Over the past three years, according to Pippin, Harvard has received $1.3 billion in funding for scientific research from the National Institutes of Health, a separate government agency.

In contrast, the USDA can issue a maximum fine of $10,000 per institution, according to Sacks, the USDA spokesperson.

“If the USDA did everything they could possibly do, they couldn’t really hurt Harvard,” Budkie said. “The entities that they are regulating have become so large and so wealthy…it’s a business.”

NEXT STEPS

On its website, the NEPRC states that the animal research it conducts serves a variety of purposes, including creating drugs to treat cocaine addiction and developing gene therapy to further AIDS research.

But a December report released by the Institute of Medicine, a nonprofit organization, said that recent scientific advances should make it possible to partially eliminate the use of chimpanzees, which are closely related to humans, as research subjects. The report recommended that NIH-funded experiments use chimpanzees only under “stringent conditions”—including an inability to ethically perform the research on people instead.

Pippin said that in light of the report, “We are on the cusp of a changing viewpoint of animal research. If it isn’t necessary to use chimpanzees, it isn’t necessary to use other non-human primates.”

The protesters that took to the streets on Sunday said they believed that scientific trends are on their side.

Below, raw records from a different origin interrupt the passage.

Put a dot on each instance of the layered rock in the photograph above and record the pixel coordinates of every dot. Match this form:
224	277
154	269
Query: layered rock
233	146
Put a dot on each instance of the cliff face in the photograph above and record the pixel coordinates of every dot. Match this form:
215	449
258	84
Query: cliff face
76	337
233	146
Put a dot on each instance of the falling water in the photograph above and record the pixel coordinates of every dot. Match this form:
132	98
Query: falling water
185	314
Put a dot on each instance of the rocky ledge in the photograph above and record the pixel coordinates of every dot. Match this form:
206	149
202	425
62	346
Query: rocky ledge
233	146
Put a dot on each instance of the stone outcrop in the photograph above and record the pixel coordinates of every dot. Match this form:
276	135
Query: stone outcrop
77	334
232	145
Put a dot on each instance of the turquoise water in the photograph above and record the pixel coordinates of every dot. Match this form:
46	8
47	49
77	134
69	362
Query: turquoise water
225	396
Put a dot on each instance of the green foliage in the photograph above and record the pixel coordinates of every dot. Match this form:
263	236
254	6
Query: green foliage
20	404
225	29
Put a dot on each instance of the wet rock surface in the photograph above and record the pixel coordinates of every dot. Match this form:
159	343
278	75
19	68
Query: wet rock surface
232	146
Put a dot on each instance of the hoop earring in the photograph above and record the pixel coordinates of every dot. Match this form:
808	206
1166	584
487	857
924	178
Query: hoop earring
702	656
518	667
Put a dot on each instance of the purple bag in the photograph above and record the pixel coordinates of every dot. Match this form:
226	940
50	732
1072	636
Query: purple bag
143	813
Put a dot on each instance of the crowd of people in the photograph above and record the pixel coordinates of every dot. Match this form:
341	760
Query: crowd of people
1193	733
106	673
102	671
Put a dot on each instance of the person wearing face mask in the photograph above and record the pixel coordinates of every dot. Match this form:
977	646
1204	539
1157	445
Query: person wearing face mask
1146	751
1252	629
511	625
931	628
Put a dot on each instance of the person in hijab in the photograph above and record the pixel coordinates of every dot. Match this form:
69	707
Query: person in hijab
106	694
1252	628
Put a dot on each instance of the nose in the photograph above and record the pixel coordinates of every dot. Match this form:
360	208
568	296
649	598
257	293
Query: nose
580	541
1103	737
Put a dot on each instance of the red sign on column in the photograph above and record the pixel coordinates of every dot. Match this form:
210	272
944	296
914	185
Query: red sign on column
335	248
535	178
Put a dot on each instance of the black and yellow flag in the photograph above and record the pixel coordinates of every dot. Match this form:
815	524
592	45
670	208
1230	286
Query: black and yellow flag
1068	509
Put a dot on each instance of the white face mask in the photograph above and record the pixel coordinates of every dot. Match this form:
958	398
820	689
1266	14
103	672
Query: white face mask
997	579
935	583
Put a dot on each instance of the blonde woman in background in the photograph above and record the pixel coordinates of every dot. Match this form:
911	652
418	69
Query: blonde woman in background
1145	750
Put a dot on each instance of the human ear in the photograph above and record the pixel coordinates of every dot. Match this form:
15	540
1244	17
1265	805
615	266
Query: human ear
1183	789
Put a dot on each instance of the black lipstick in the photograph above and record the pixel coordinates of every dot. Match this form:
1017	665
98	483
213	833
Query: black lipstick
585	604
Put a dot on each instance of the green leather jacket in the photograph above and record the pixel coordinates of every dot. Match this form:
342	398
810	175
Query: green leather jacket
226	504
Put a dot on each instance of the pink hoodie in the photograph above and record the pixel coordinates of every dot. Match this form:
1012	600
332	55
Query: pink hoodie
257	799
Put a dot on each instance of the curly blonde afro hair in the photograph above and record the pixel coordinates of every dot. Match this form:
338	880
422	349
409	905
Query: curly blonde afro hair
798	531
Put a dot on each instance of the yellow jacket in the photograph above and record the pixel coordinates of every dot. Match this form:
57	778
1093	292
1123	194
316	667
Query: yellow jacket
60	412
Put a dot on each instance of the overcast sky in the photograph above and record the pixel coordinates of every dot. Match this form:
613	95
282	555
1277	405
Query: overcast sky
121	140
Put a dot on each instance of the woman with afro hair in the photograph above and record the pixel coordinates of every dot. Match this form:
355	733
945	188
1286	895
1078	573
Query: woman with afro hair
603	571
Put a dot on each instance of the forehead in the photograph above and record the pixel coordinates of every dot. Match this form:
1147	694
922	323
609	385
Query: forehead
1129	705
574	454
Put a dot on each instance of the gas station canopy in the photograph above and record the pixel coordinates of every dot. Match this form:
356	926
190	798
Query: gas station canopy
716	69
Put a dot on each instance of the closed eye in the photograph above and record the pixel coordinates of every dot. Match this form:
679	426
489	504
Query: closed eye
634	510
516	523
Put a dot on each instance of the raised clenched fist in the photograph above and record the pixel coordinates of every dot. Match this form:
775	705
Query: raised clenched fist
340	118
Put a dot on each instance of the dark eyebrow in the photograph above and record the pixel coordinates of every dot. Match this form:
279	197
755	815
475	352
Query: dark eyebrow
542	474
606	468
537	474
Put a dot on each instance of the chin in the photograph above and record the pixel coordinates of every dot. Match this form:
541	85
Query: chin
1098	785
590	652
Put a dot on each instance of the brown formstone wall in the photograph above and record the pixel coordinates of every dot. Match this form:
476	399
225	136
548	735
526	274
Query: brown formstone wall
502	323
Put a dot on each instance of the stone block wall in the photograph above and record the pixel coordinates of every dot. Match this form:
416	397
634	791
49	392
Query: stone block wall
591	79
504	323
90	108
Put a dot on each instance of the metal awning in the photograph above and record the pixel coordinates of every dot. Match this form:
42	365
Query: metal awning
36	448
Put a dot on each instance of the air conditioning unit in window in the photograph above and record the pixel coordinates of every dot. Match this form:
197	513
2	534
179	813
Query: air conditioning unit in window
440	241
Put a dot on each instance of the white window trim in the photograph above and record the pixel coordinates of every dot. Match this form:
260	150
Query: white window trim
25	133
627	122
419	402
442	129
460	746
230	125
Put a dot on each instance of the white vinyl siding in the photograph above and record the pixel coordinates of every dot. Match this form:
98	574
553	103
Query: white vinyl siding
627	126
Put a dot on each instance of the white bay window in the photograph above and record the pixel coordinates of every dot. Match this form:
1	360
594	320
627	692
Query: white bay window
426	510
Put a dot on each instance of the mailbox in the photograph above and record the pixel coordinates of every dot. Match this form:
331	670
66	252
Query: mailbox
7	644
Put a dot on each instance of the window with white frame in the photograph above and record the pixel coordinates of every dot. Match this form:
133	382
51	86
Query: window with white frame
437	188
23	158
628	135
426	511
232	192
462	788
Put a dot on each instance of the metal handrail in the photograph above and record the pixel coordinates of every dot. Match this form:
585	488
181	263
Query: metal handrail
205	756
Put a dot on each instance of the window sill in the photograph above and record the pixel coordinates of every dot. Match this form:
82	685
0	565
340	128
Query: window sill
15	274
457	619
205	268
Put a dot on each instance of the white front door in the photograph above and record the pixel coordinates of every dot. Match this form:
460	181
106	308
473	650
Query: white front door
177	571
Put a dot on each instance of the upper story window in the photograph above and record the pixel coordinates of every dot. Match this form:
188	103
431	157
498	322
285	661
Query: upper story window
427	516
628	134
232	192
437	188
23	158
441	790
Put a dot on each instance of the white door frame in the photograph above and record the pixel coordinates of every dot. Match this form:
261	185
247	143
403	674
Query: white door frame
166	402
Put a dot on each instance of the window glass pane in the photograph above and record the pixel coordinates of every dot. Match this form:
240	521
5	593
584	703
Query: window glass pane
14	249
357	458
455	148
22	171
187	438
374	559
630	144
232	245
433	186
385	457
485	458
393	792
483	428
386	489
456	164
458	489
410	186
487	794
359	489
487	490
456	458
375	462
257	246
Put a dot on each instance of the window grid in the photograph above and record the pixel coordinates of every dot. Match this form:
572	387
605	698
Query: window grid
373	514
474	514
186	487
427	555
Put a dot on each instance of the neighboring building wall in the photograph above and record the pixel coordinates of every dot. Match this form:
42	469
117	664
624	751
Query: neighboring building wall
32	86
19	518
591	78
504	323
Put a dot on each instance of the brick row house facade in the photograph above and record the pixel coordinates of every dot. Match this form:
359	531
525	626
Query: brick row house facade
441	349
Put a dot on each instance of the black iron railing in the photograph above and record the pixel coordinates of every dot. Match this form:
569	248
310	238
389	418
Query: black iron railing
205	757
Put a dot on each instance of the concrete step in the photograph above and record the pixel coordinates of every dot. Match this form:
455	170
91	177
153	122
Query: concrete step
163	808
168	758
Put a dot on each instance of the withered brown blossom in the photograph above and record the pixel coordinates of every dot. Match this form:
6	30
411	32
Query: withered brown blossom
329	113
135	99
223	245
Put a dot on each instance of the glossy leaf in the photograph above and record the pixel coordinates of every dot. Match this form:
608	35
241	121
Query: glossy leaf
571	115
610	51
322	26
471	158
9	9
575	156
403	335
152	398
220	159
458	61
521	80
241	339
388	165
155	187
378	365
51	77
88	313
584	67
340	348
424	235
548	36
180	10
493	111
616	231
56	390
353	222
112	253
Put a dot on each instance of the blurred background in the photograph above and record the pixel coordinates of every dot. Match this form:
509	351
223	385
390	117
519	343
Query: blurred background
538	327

“If the University complex has had this many negligent deaths in this amount of time, there is clearly something very, very wrong,” Budkie said. “The public needs to be skeptical of what’s going on here.”

Pippin said that technology is paving a new path for research that does not include animals. Tissue engineering, stem cell research, and the administration of “micro-doses” of drugs to humans can all serve as alternatives to animal research, he said.

“I’ve been an animal researcher. I know the deal,” Pippin said. “These people who have been arguing against the use of chimpanzees all these years were right.”